Es kommt hin und wieder vor, dass zu den allgemein verpönten tierischen Neubürgern seltene Arten gehören, die in ihrer Heimat bedroht sind. Da droht also ein Interessenkonflikt, besonders wenn im Naturschutz auf einer strengen Unterscheidung von «fremd» und «einheimisch» beharrt werden soll. Experten wie Prof. Ragnar Kinzelbach vom Institut für Biodiversitätsforschung der Universität Rostock plädieren jedoch für einen differenzierten Umgang mit den bereits anwesenden tierischen Neubürgern (ohne damit weitere derartige Experimente zu billigen). Nicht jede Art wirkt sich im neuen Lebensraum schädlich auf das Ökosystem oder auf heimische Arten aus. Statt Fremdlinge pauschal zu verurteilen, sollte man jeden Einzelfall für sich betrachten.
Ironischerweise zählen auch Papageienarten zu den unplanmässigen Neubürgern Nordamerikas, die in ihren Heimatländern wegen des Heimtierhandels stark bedroht sind. Die Grünwangenamazone (Amazona viridigenalis) und die Blaukappenamazone (Amazona finschi), beide im CITES-Anhang I aufgelistet, kommen heute in stattlichen Populationen in Kalifornien vor. «Wenn sie nicht unangenehm auffallen, sollte man sich darüber freuen», meint Professor Kinzelbach. Ob ihre verwilderten Populationen in Kalifornien für «Rückführungen» in die Heimat in Frage kämen, bleibt unklar. Ein Problem liegt darin, dass die beiden nahe verwandten Arten mit ziemlicher Sicherheit im Zufluchtsort Kalifornien bastardisieren.

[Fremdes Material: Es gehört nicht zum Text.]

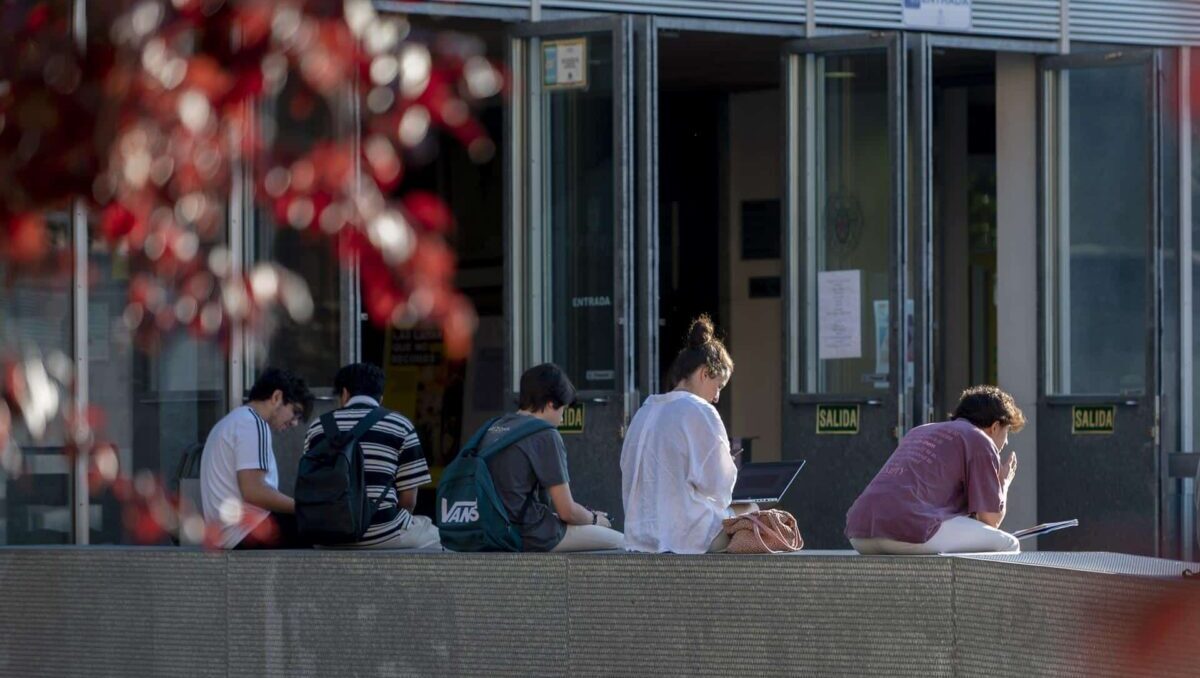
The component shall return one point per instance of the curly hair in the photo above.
(984, 406)
(703, 349)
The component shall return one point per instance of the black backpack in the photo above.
(331, 496)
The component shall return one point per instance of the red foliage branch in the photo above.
(147, 121)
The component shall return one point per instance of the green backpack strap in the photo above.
(472, 445)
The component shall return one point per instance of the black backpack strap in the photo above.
(366, 423)
(329, 427)
(520, 433)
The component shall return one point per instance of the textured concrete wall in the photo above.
(77, 611)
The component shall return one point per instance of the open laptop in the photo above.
(765, 483)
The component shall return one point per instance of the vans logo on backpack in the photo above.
(460, 513)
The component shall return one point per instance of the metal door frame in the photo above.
(799, 210)
(528, 315)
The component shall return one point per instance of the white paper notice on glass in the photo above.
(839, 315)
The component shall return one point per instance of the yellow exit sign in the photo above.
(838, 419)
(573, 419)
(1093, 419)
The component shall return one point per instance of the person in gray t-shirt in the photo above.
(531, 475)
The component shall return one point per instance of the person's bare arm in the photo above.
(255, 490)
(1008, 472)
(570, 511)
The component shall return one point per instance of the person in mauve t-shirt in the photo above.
(945, 487)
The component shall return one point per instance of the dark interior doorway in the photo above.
(965, 201)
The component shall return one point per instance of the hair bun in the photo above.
(701, 333)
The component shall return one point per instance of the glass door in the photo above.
(1098, 412)
(570, 270)
(846, 305)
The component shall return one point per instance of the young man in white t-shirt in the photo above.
(239, 478)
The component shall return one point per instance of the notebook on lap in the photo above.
(765, 483)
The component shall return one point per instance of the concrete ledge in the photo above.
(112, 611)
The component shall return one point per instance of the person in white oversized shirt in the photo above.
(677, 473)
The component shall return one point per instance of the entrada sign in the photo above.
(573, 419)
(1093, 419)
(838, 419)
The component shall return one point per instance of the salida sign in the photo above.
(838, 419)
(1093, 419)
(573, 419)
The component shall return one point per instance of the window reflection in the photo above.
(311, 349)
(1102, 287)
(579, 216)
(36, 319)
(853, 227)
(156, 402)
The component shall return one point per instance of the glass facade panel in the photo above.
(157, 401)
(1099, 292)
(36, 318)
(849, 271)
(577, 216)
(313, 348)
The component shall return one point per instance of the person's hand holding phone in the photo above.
(1008, 467)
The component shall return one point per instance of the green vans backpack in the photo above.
(471, 514)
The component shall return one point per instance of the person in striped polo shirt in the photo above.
(394, 463)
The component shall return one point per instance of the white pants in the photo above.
(421, 533)
(589, 538)
(957, 535)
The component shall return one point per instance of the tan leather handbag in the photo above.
(763, 532)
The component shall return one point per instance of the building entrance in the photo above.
(448, 400)
(965, 234)
(719, 216)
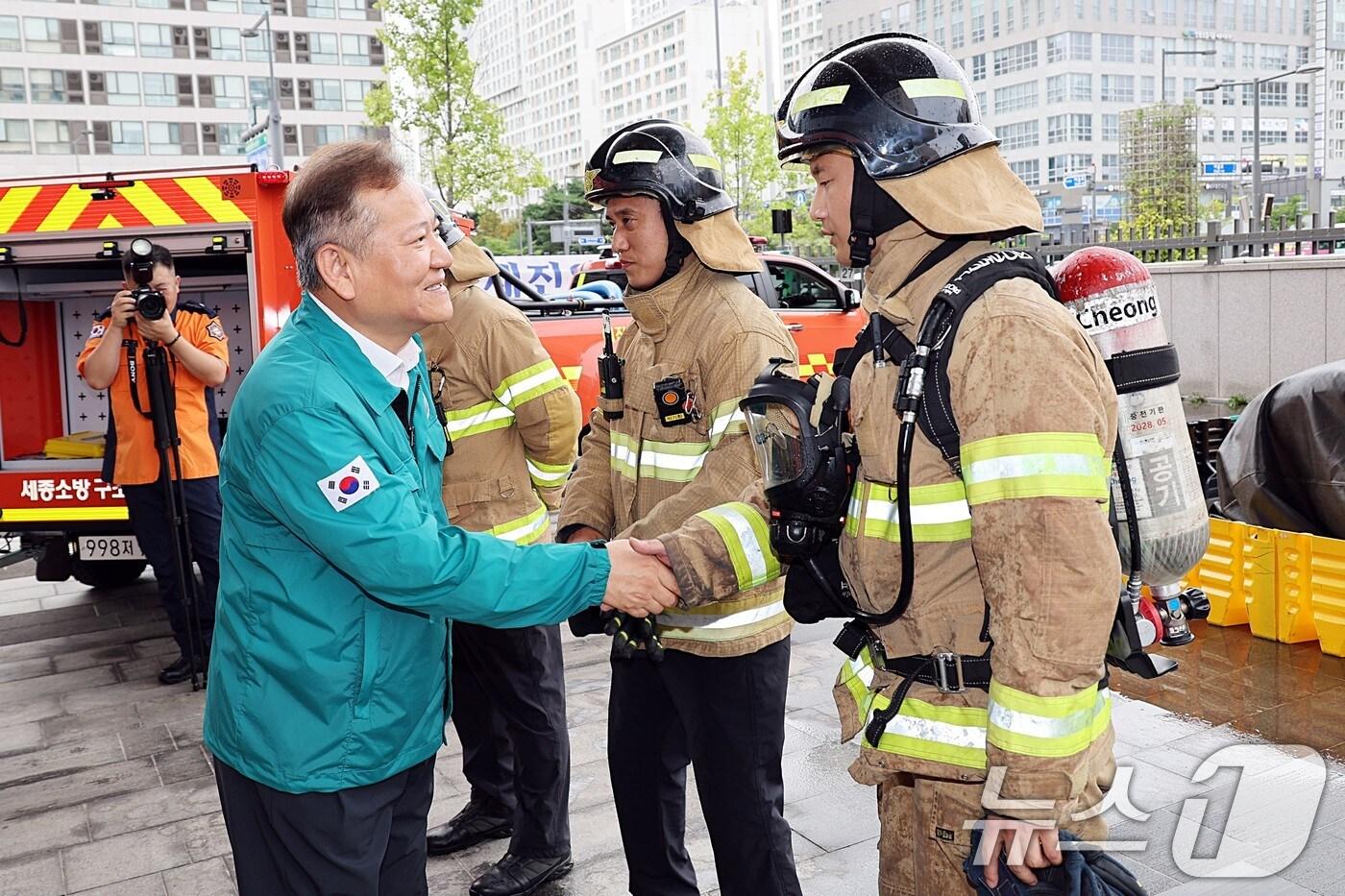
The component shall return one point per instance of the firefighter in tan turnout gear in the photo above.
(513, 426)
(1009, 539)
(674, 446)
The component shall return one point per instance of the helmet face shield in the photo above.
(897, 101)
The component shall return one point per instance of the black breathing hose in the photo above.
(1127, 499)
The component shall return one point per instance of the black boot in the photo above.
(520, 876)
(181, 671)
(477, 821)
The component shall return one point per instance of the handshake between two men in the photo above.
(642, 581)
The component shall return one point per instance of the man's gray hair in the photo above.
(322, 202)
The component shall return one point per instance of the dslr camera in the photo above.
(150, 302)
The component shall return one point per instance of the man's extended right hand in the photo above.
(638, 584)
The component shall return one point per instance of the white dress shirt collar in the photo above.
(394, 368)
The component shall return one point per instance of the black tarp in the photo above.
(1282, 465)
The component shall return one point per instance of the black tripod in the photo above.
(163, 413)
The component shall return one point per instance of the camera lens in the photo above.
(151, 304)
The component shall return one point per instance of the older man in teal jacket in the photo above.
(338, 564)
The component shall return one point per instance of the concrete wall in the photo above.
(1239, 327)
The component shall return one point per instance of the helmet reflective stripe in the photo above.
(636, 155)
(820, 97)
(934, 87)
(659, 159)
(898, 103)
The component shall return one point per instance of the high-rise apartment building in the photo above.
(800, 36)
(1052, 78)
(155, 84)
(537, 62)
(668, 67)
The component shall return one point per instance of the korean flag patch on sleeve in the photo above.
(349, 485)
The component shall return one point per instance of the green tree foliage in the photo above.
(743, 137)
(806, 238)
(429, 91)
(1284, 214)
(498, 234)
(1159, 154)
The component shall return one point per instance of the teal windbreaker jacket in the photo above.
(340, 572)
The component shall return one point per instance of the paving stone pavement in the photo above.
(105, 786)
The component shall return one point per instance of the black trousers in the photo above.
(508, 709)
(362, 841)
(150, 522)
(723, 715)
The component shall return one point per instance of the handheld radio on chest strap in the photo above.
(611, 381)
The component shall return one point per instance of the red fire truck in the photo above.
(61, 245)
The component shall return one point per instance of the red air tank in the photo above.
(1113, 296)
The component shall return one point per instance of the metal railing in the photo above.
(1208, 242)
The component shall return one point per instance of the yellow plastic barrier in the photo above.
(1237, 573)
(1286, 586)
(1294, 587)
(1328, 593)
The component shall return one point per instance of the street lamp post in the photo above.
(1255, 85)
(83, 137)
(1162, 66)
(273, 132)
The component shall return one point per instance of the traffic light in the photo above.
(256, 130)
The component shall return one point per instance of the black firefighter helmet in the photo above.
(897, 101)
(659, 159)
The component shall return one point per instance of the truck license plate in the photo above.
(110, 547)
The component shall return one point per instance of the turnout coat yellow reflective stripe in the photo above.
(513, 419)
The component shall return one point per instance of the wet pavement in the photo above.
(105, 787)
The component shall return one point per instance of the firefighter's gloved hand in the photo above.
(589, 621)
(635, 638)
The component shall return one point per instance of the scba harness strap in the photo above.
(948, 671)
(945, 314)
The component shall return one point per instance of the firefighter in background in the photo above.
(513, 423)
(1015, 552)
(678, 446)
(198, 352)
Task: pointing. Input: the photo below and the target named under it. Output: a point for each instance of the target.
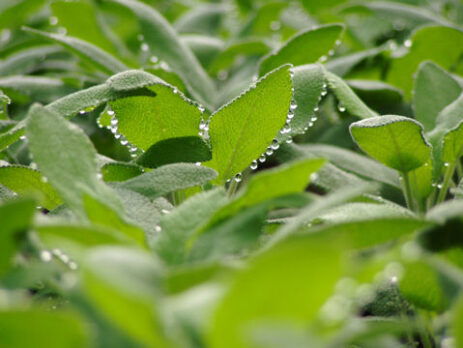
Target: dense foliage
(155, 160)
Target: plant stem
(408, 191)
(445, 185)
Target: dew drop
(144, 47)
(275, 145)
(46, 256)
(53, 20)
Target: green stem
(445, 185)
(408, 191)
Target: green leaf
(352, 162)
(51, 138)
(241, 130)
(46, 329)
(28, 182)
(120, 171)
(427, 44)
(80, 20)
(308, 83)
(183, 149)
(292, 298)
(162, 114)
(179, 226)
(434, 89)
(286, 179)
(362, 225)
(303, 48)
(16, 217)
(347, 98)
(122, 283)
(395, 141)
(168, 178)
(447, 125)
(421, 286)
(102, 215)
(164, 43)
(26, 59)
(86, 51)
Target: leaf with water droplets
(174, 150)
(308, 83)
(16, 216)
(86, 51)
(30, 183)
(163, 42)
(303, 48)
(289, 178)
(120, 171)
(348, 99)
(395, 141)
(241, 130)
(51, 138)
(169, 178)
(434, 89)
(147, 119)
(179, 226)
(428, 44)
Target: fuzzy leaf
(395, 141)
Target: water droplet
(275, 25)
(293, 106)
(222, 75)
(46, 256)
(144, 47)
(275, 145)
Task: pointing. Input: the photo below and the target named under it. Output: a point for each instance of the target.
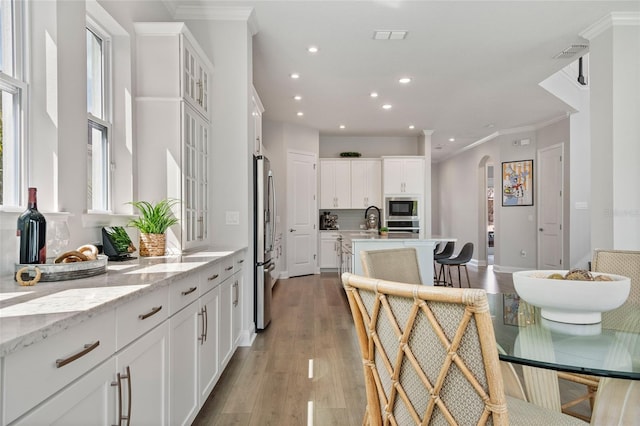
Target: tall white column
(425, 144)
(615, 131)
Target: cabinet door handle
(85, 350)
(152, 312)
(191, 290)
(118, 383)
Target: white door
(550, 198)
(301, 214)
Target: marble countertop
(30, 314)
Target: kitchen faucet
(366, 215)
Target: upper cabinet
(335, 184)
(403, 175)
(350, 184)
(366, 183)
(173, 127)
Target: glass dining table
(610, 348)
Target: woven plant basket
(152, 244)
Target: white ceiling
(473, 63)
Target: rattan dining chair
(399, 264)
(619, 262)
(429, 357)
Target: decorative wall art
(517, 183)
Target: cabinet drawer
(211, 278)
(182, 293)
(141, 315)
(227, 267)
(38, 371)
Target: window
(99, 120)
(12, 102)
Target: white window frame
(105, 122)
(15, 154)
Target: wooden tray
(65, 271)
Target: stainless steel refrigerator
(264, 239)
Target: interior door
(301, 214)
(550, 199)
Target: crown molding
(218, 13)
(614, 19)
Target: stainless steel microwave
(402, 208)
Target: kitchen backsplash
(349, 219)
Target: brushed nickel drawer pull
(87, 348)
(191, 290)
(150, 313)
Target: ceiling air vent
(389, 35)
(571, 51)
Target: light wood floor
(304, 369)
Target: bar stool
(446, 253)
(460, 260)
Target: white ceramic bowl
(575, 302)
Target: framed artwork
(517, 183)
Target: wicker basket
(152, 244)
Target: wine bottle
(32, 230)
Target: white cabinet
(89, 401)
(208, 365)
(173, 127)
(335, 184)
(366, 183)
(142, 379)
(403, 175)
(329, 250)
(195, 72)
(183, 393)
(256, 112)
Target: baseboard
(508, 269)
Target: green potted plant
(153, 222)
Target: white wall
(368, 146)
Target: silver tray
(64, 271)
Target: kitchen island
(357, 241)
(150, 336)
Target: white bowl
(575, 302)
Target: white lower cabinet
(224, 337)
(208, 343)
(152, 361)
(89, 401)
(142, 380)
(184, 331)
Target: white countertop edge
(13, 339)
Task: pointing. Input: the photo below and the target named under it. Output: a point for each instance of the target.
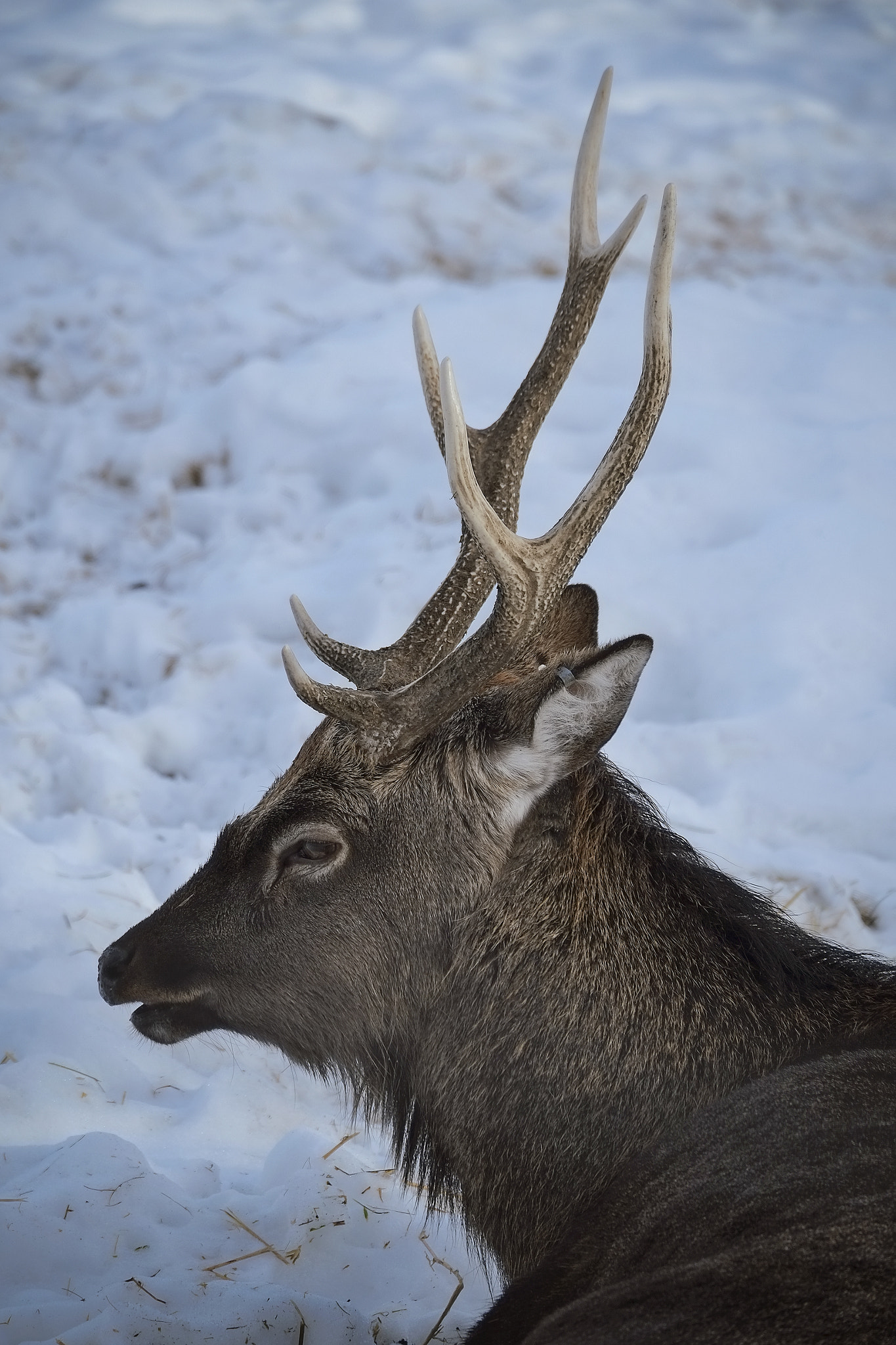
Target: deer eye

Esther Wullschleger Schättin
Papageien in Europa?

Wegen des kalten Klimas siedeln sich entwichene Papageienvögel in Mitteleuropa selten an. Einzig der kältetolerante Halsbandsittich kommt heute verbreitet in mitteleuropäischen Städten vor, beispielsweise in Wiesbaden, Köln, Mannheim. Ohne Gegenmassnahmen könnte er sich in Mitteleuropa praktisch flächendeckend verbreiten. Ebenfalls ein Kandidat, der sich ausbreiten könnte, ist der Mönchssittich (Kolonien bestehen in Brüssel und Barcelona, grössere Bestände auf den Kanaren). Beide Arten sind in ihren Heimatländern als Agrar-schädlinge bekannt.
Tierwelt, Nr. 46, 2005
 
interessanter thread. ich habe auch mal von einer stabilen amazonen-population in stuttgart gehört, die ohne menschliche hilfe überleben soll.

in istanbul habe ich in den 90ern jeden morgen zur frühstückszeit in dem park gegenüber meiner wohnung freilebende amazonen gesehen.

und ein freund aus florida wollte nicht glauben, dass amazonen nicht ursprünglich in diesem bundesstaat vorkommen. so viele gibt es in seiner nachbarschaft. er hat sogar ein aus dem nest gefallenes küken einmal aufgepäppelt und dann wieder "ausgewildert".

lg stefan
 
hallo,

dieses phänomen gibts auch hier in deutschland. wer einmal in köln (v.a. auch kölner zoo) ist, sollte mal aufmerksam in die baumkronen schauen. dort sind einige halsbandsittiche unterwegs. soweit ich weis zieht sich diese große gruppe immer zum schlafen in die bäume eines altenheimes ( weis leider nicht welches) zurück.